Spock was wrong. The needs of the many do not outweigh the needs of the few, or the one. To think otherwise is to forget that "the many" is simply a conglomeration of a great many "ones." Respecting individual rights is what makes us not only a free society but a decent one. The greatest crimes of history have for the most part been perpetrated in the name of glorious causes whose only real goal was finally the greatest good for the greatest number. Idealists who lose track of the individual for the sake of the common good are very dangerous people,

But so are those who are so obsessed with individual rights that they fail to recognize that to disregard the rights of the many is to disregard the rights of a great many "ones." It's only our mutual commitment to the common good that makes society even possible. Radical libertarianism can be as impractical and destructive as authoritarianism if it crosses the line into anarchy.

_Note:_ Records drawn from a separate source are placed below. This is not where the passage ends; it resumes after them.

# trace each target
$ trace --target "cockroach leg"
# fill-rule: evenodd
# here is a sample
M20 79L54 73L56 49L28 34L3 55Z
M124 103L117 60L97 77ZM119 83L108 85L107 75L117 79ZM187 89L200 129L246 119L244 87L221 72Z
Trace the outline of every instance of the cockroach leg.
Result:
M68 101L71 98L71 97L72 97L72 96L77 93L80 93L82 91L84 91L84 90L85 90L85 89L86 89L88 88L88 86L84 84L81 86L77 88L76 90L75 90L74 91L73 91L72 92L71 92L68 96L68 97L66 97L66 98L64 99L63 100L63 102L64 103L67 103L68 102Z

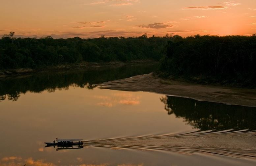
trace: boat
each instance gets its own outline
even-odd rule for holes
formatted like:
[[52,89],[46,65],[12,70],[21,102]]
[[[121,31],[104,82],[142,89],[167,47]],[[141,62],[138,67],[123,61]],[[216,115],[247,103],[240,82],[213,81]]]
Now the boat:
[[83,142],[81,141],[83,139],[59,139],[56,138],[55,140],[53,142],[44,142],[47,145],[46,146],[70,146],[74,145],[83,145]]

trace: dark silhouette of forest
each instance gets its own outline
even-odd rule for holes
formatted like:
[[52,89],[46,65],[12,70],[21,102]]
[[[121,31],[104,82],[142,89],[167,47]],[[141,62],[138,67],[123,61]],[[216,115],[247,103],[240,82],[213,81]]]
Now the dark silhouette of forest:
[[168,114],[183,118],[187,124],[202,130],[256,129],[256,107],[199,101],[180,97],[160,98]]
[[68,90],[72,86],[92,90],[95,87],[94,84],[149,73],[156,70],[158,66],[157,64],[129,65],[0,79],[0,102],[5,99],[16,101],[21,94],[28,91],[54,92]]
[[256,35],[87,39],[15,38],[0,39],[0,69],[37,68],[82,61],[161,62],[159,75],[198,83],[256,86]]
[[126,62],[159,60],[170,38],[154,36],[83,39],[15,38],[14,32],[0,39],[0,69],[35,68],[82,61]]
[[174,36],[161,62],[164,77],[255,87],[256,35]]

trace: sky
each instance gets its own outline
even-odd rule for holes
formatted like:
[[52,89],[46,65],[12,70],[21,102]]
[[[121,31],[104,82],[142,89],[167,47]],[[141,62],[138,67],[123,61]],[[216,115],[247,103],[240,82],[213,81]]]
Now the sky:
[[256,33],[255,0],[0,0],[0,35],[13,31],[16,37]]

And it's hard to see the stampede to open things up now, regardless of the consequences, as anything other than a form of anarchy, of radical selfishness that finally is destructive of the rights even of the individual. This runs directly contrary to the spirit of the age, but we desperately need to rediscover the importance of balancing the rights of the one and the rights of the multiple "ones" who make up the "many."

Stalin once said, "One death is a tragedy. A million deaths is a statistic." And it can be nothing more than a statistic until and unless we can see, not a million deaths, but the deaths of a million individuals.

Maybe the reason why fewer and fewer of us are wearing literal masks over our noses and mouths is that we're wearing metaphorical masks over our eyes. We're a people that values individual rights and individual freedom. But we're also a decent and generous people, at our best, that cares about the other guy, too.

We can't let this pandemic chose between being either one or the other. That would be the greatest tragedy of all.